Jas Jay Wright ada di Hall of Fame, tapi dia tampil kasual untuk Final Four
Top

Jas Jay Wright ada di Hall of Fame, tapi dia tampil kasual untuk Final Four

NEW ORLEANS — Jay Wright dari Villanova Wildcats telah lama menjadi pembawa acara di kalangan pelatih bola basket perguruan tinggi. Kenaikannya ke salah satu pelatih elit olahraga datang disertai dengan setelan sampingannya yang bergaya, tanpa pola berani yang belum dipakai.

Saat Villanova muncul sebagai program A-list dan memenangkan gelar nasional pada tahun 2016 dan 2018, pakaian Wright telah menjadi merek dagang yang dapat diidentifikasi dari bola basket Villanova sebagai pengabdian program untuk pivot, pukulan palsu, dan membuat operan ekstra.

Pada hari Sabtu ketika unggulan ke-2 Villanova menghadapi unggulan pertama Kansas Jayhawks di semifinal nasional turnamen NCAA, Wright tidak akan mengenakan salah satu pakaian khasnya di pinggir lapangan.

“Saya tidak berpikir saya akan mengenakan jas karena saya tidak memilikinya,” kata Wright. “Tapi itu bagus. Pengemasannya mudah.”

Perkembangan ini mungkin menggelegar bagi penggemar biasa dan sama sekali tidak mengejutkan bagi mereka yang mengikuti olahraga ini dengan cermat. Wright telah menghabiskan dua musim terakhir dengan berpakaian santai di pinggir lapangan, seperti kebanyakan pelatih. Ini merupakan keberangkatan dari pelatih yang dua setelan jas yang ia kenakan dalam pertandingan gelar pada tahun 2016 dan 2018 diabadikan di Basketball Hall of Fame.

Sama seperti sebagian besar pelatih perguruan tinggi dan NBA, Wright beralih ke penampilan yang lebih kasual ketika olahraga kembali setelah dibatalkan karena pandemi coronavirus pada tahun 2020. Tidak masuk akal untuk berdandan untuk gym yang kosong.

Itu berarti bagi Wright, ritsleting tiga perempat menggantikan garis-garis, kotak-kotak, dan ansambel berpola yang menyertai kenaikannya sebagai salah satu pelatih top olahraga. Penjahit lama Wright, Gabe D’Annunzio, meninggal tahun lalu. Wright mengatakan kepada The Philadelphia Inquirer bahwa D’Annunzio akan mengatakan kepadanya, “Kami membutuhkan sesuatu yang akan meledak.”

Ini adalah Final Four keempat Wright dan yang pertama sejak pakaian sampingan kasual menjadi mainstream. Dan Wright bercanda bahwa ketika dia sedang berkemas, dia menelepon direktur informasi olahraganya, Mike Sheridan, untuk melihat apakah ada acara Final Four yang mengharuskannya mengenakan setelan jas.

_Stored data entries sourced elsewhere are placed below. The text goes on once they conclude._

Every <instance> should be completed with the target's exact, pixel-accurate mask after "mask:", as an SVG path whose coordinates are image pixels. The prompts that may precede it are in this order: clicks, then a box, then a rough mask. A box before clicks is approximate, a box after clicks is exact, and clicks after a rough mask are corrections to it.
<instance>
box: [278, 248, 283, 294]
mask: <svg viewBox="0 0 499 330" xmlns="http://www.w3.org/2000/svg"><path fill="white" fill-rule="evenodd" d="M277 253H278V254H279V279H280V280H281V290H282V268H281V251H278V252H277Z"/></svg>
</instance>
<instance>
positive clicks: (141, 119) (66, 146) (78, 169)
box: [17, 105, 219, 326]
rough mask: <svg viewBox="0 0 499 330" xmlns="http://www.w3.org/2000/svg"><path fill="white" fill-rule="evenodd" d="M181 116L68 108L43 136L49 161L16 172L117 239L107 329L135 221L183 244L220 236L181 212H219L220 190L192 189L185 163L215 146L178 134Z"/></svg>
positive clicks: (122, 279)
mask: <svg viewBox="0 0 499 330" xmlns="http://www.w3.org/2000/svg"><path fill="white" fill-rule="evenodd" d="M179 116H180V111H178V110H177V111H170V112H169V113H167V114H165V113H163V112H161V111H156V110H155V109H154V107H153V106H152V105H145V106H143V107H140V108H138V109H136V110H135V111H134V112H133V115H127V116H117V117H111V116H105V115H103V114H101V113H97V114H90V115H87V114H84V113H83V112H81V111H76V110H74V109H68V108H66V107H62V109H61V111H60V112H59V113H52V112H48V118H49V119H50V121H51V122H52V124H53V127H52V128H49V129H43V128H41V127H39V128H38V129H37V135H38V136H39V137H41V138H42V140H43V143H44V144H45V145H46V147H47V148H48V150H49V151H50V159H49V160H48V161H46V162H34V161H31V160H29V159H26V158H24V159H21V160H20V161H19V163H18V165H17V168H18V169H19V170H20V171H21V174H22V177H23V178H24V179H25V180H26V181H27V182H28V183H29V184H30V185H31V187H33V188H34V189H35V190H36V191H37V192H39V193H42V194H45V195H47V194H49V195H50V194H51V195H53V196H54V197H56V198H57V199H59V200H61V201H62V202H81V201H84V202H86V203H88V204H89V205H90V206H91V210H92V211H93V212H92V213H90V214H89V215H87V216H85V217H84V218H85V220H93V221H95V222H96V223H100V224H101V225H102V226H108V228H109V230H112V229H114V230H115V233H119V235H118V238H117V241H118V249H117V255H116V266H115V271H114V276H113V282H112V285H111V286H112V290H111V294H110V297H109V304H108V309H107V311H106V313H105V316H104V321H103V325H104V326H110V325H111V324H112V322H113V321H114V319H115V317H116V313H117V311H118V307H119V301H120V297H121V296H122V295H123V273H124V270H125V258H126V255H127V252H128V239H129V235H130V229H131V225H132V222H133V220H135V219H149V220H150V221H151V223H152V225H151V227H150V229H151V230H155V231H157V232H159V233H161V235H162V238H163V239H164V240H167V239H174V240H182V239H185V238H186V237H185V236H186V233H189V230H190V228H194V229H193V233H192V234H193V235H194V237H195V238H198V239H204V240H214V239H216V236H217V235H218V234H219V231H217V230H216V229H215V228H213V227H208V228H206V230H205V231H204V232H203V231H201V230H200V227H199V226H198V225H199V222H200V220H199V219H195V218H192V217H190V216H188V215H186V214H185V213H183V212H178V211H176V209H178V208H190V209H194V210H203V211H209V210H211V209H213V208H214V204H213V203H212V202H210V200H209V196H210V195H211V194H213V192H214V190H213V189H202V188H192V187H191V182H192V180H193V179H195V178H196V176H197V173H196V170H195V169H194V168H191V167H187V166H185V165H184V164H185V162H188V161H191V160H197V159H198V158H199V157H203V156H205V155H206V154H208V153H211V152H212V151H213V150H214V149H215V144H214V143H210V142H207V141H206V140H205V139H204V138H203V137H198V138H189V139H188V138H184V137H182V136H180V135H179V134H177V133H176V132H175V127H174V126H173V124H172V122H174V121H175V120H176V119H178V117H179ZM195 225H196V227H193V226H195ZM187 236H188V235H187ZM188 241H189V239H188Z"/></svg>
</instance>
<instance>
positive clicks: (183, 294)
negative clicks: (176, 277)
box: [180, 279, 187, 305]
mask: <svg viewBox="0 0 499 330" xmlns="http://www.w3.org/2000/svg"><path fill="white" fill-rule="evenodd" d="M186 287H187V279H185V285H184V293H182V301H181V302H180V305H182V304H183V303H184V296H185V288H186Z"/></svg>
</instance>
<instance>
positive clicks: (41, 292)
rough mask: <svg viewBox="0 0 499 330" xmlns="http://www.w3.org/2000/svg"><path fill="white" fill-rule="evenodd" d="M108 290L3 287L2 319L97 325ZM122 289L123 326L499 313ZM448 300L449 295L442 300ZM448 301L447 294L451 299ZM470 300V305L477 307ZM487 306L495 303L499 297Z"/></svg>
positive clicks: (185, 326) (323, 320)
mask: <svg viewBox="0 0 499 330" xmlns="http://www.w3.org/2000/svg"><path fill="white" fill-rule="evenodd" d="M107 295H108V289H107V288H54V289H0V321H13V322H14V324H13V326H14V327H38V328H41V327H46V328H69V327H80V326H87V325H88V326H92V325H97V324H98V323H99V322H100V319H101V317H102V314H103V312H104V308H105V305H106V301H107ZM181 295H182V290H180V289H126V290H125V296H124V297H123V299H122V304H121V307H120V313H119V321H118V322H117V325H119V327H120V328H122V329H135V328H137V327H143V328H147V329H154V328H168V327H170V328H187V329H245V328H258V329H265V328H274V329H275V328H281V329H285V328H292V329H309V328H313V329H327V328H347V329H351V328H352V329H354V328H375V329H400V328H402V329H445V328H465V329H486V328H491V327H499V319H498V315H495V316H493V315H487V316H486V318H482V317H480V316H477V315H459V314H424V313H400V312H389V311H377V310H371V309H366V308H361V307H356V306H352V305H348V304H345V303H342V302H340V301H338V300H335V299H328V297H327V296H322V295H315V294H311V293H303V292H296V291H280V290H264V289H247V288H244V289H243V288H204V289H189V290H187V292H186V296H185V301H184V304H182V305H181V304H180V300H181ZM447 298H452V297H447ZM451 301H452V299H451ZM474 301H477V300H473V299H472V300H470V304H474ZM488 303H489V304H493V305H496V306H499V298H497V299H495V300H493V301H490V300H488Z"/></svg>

Sebaliknya, tantangannya menjadi seluruh staf pelatih yang mengoordinasikan pakaian olahraga di pinggir lapangan.

“Hal tersulit bagi saya adalah kami semua berpakaian sama, jadi kami memiliki baju yang sama, sama — mereka mengirimi saya gambar apa yang akan dikenakan,” kata Wright. “Saya tidak bisa membedakan warna. Saya selalu gugup karena saya mencocokkan perlengkapan yang tepat. Sulit, ketika Anda memakai jas, saya hanya memilih apa pun yang ingin saya pilih.”

Beberapa pelatih bola basket perguruan tinggi masih mengenakan jas, seperti Bob McKillop dari Davidson, Rick Pitino dari Iona, Jerry Stackhouse dari Vanderbilt dan pelatih baru Maryland Kevin Willard. Dalam pertandingan Final Four lainnya, baik Hubert Davis dari North Carolina maupun Mike Krzyzewski dari Duke tidak mengenakan jas selama pertandingan.

Wright telah meninggalkan dunia itu. Dan ketika dia berjalan ke lantai Final Four pada hari Sabtu di depan kerumunan yang penuh sesak di Caesars Superdome, pelatih Kansas Bill Self akan merasa lega. Self mengakui ketidakcocokan mode yang jelas.

“Tidak ada yang bisa menandingi dia dalam hal itu,” kata Self. “Tapi saya suka cara kami melakukannya. Saya suka. Saya harap ini tetap berjalan santai. Saya tahu, saya pikir liga kami mungkin akan banyak berhubungan dengan apa yang dilakukan pelatih, karena di liga kami, kami memilih untuk melakukan ini dengan suara bulat.”

Sementara kaum tradisionalis dan penjahit akan meratapi akhir zaman, Self menunjukkan satu hal positif. “Anda menghemat uang untuk dry cleaning.”